Our staff ‘on the ground’ are all recruited locally, from your tour leader who will accompany your group throughout, to the drivers we use when traveling in private vehicles, to the local site guides we use at the Angkor complex and at the Tuol Sleng Genocide Museum. Using locals not only supports economies by creating employment in country, but it also gives you, our traveler some unique insights into the regions and into recent history that you just don’t get from ‘outsiders’. We believe that local knowledge really does go a long way.
You will be made aware of cultural sensitivities particularly regarding dress prior to travel and also during the trip. We encourage all our travelers to dress conservatively and respect the culture of this region, particularly outside the major cities where more traditional values are dominant.

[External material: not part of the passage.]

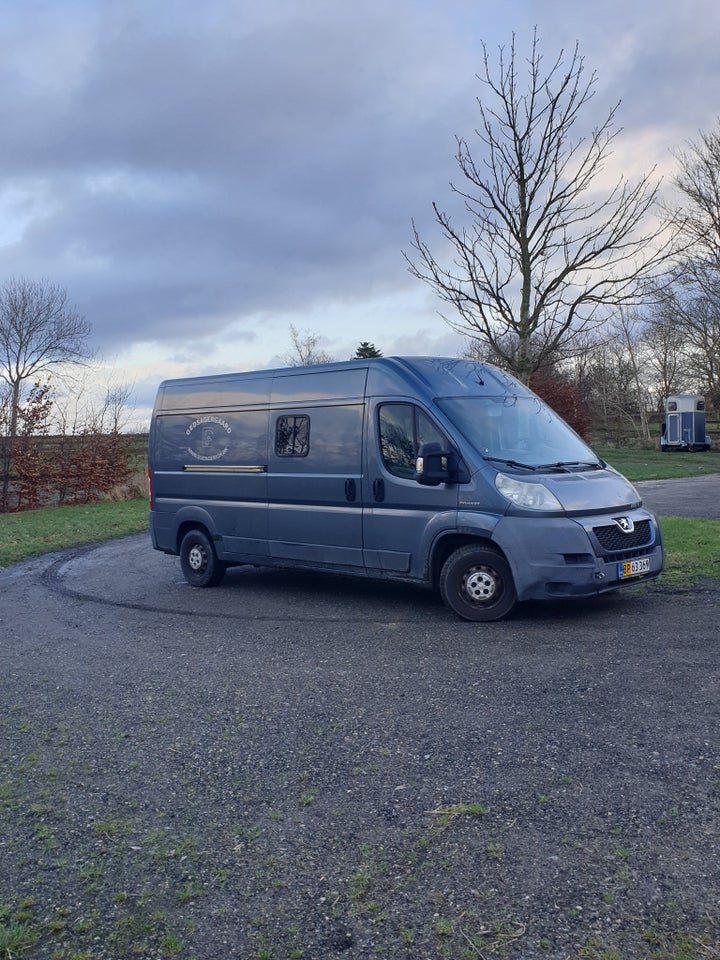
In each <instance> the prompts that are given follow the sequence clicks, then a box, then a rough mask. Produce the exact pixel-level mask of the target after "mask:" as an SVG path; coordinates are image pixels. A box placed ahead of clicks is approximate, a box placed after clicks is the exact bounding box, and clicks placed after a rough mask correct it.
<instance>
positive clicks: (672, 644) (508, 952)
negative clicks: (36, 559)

We do use some local transport on this trip, traveling by public bus from Phnom Penh to HCMC and taking the overnight sleeper train onto Hoi An. Public transport is the most environmentally responsible method of travel and we are very aware of the negative effect carbon emissions have on our environment. As such we operate a carbon neutral policy on all our trips, offsetting the ground emissions of all our passengers on all our trips, equating to 405kgs of carbon offset per passenger, per departure on this particular tour.
Throughout your trip you will be encouraged to take steps to ensure that your journey is environmentally responsible as possible. Your group leader will be on hand to assist with the appropriate disposal of rubbish en route, recycling wherever possible. We also encourage all our travelers to use refillable water bottles alongside purification products rather than purchasing regular supplies of bottled water.
The sale of bottled water contributes to an enormous environmental problem around the world. In addition to the water in the bottles, the production of a 1 litre plastic bottle takes 2 litres of water and 200ml of oil. Once discarded a large proportion of these end up in limited landfill or discarded in waterways and natural environments and we believe that their use should be discouraged.